Nigel Fossard held five parcels of land in Yorkshire in succession to three named individuals, but the soke belonged to Conisborough which had been held by Earl Harold in 1066

Nigel held much of the Mortaine lands in other parts of the county. Besides the manor and soke of Doncaster, he had Rotherham, held of him by the family of Vesci. Source: Hunter's South Yorkshire.

It has been suggested that Nigel was living until at least 1120 and it is probable that he survived until nearly the end of the decade because at some point before 1129, his son and successor, Robert Fossard (d. c.1138), was having difficulties with his inheritance. Shortly before 1129 the Fossard estate was in the king's hands and Robert is recorded as making a fine to gain their recovery. It was in that year that the Fossard lands at Doncaster were leased to the crown for twenty years, although neither Robert nor any of his immediate successors was able to redeem the property. Among the recipients of Robert's patronage was Nostell Priory, which received churches in Bramham, Wharram-le-Street, and Lythe and 3½ carucates of land in the same villages. Robert's gift of Bramham church was made at the expense of his father's gift of the same church to Ramsey Abbey and in a writ issued between 1126 and 1129 Henry I commanded Robert to do right to the abbot of Ramsey while confirming the church to Nostell in a separate charter. Robert's support of Nostell was, however, uncertain, as in 1130 another charter of Henry I referred to the fact that Robert and another man had unjustly seized land in Bramham given by Anschetill of Bulmer to the priory.

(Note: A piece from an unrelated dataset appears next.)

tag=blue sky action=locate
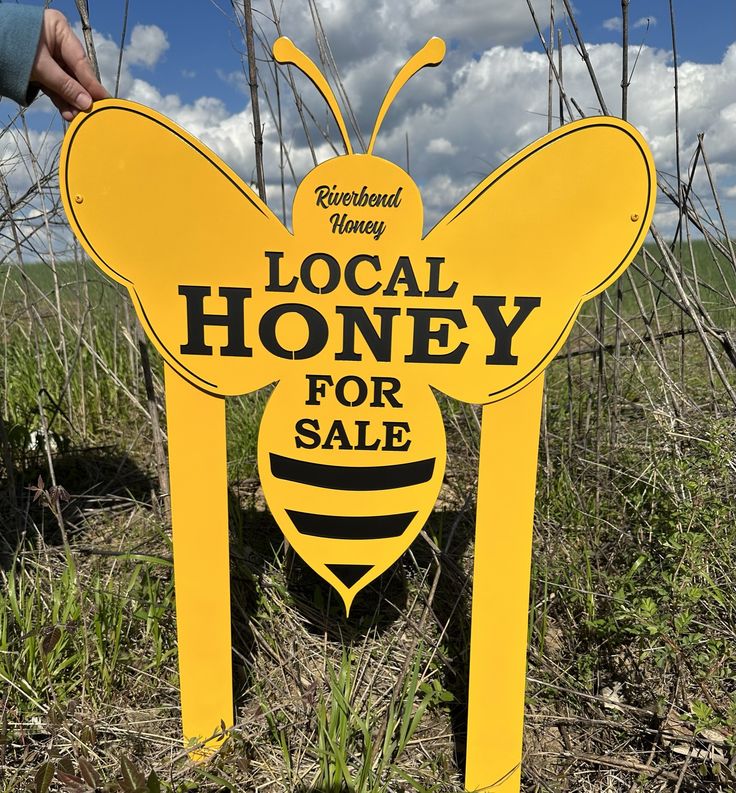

Robert was probably dead by 1138, when his son William Fossard (d. 1168/9) was involved in the battle of the Standard against David, king of Scots. The chronicle of Richard of Hexham records that before the battle William was among those Yorkshire barons who assembled with Archbishop Thurstan at York to debate the best course of action to be taken in response to David's aggressive activities in northern England. William was still supporting King Stephen's cause in 1141 when he was captured at the battle of Lincoln. He made a donation to Watton Priory between 1154 and 1160, which referred to his impending journey to Jerusalem, and he may have been on crusade during the early years of Henry II's reign. It was probably this William who made a grant to the Hospitallers of Jerusalem at Huntington near York and he was a generous patron of a number of East Riding religious houses including Meaux, Ellerton, and Swine. In 1166 the return of Hugh, bishop of Durham, recorded that William held one knight's fee from the bishop in the East Riding and his own return listed thirty-three and a half fees of the old and new enfeoffment. William¹died in 1168 or 1169 when the custody of his son William Fossard (d. 1194?) was given by Henry II to William le Gros. In 1170 William owed a fine of 10 marks, and by 1171 he was in possession of his father's lands, as in that year he rendered account of 80 marks for a fine of his land. William Fossard, probably died in 1194, and by 1197 Robert of Thornham (de Turnham) had obtained from Richard I the marriage of William's daughter and heir, Joan. In that year Thornham consolidated his hold on the Fossard inheritance when he redeemed the former family estate at Doncaster by paying 500 marks to the crown.